About a month ago Anthony Bourdain was in Austin to do a little Q&A and signing for his new book, Medium Raw.  I went with, I don’t know if you can call it a date, but a very lovely girl Kim.  I was pretty ill-prepared because I didn’t have any books for him to sign.  They were selling all his books at full retail prices at Paramount Theater where the event was held.  I took the plunge after my trusted foodie friend told me he has it and I should get it, too.

So I did.

In fact, I got two. (I hope you appreciate that I’m helping to pay for your 3-yr-old daughter’s college, Tony)  I got one for Kim, who was a bit hesitant about the whole full retail thing as well and another for me, at least originallfy.  At the last minute I called an audible and had him made it out to my said foodie friend whose birthday is coming up in a month and a half who would LOVE this book.  A whole lot more than I would.  Maybe I should’ve gotten three?

The reason was that I thought he had sold out, which is a subject he talks about and I thought he was gonna go deeper in his book.  I was personally pretty upset when these ads and product placements start popping up in his show.  First it was the Microsoft Bing bit they would do, the producers and Bourdain acting as if they were researching locations for the next shoot.  It would come up right before or right after the regular commercials so even if you use your oh-so-wonderful DVR device you’re sure to catch snippets of it.  Microsoft?

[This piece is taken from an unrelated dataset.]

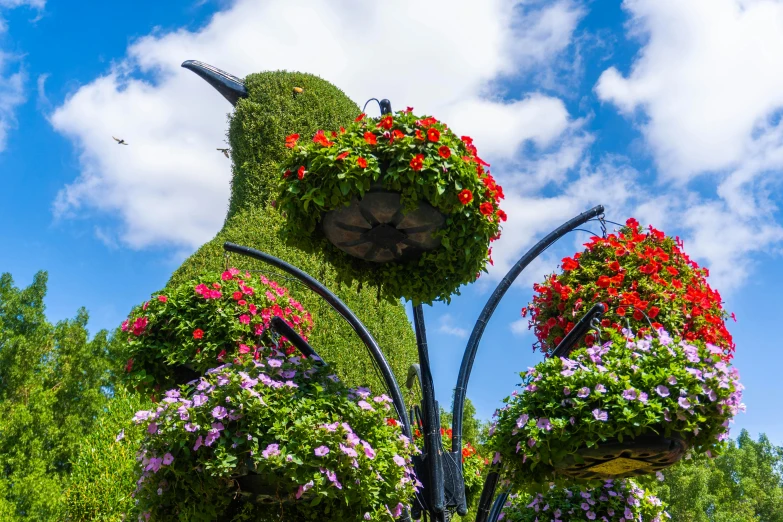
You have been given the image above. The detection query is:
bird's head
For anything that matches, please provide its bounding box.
[182,60,359,218]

Man… c’mon.  It might as well have been McDonald’s he was endorsing.  And Bing isn’t even that good.

Then comes the god awful Chase Sapphire credit card.  There are a lot of eating scenes on No Reservations.  Once in a while you’ll see Tony go: “Here, I’ll get this one guys… w/ my Chase Sapphire card” as seen in the Harbin episode.  Aside from the fact that JP Morgan Chase is filled w/ Goldman rejects, it’s just not even believable.  I think they even showed that shot at a street food stand once, in an episode and Asian country I can’t recall right now.  Who, and I mean seriously, what street vendor would take your credit card, much less a FUCKING Chase Saphire card?

I can only imagine the response I would get if I actually tried to do that myself.

“Cash only, gweilo!”

However, I think he did win me over by the end of the book.  The first half of the book was a surprising tone-down, I-now-have-a-three-yr-old Tony.  Having a kid changes your perspective a bit.  He seems to say that selling out was the unavoidable responsible thing to do.  Selling out is at least still better the bum that cries such foul.

Bourdain’s a little dark, a little angry, which is what I like, because I’m a little dark, a little angry.  Haven’t seen some of these just overly positive people? Makes you wonder if they’ve truly lived a day of their lives, you know, suffered a little bit.  At least I feel a little bit of sympathy for them in that way, right after I smack the grin off their faces.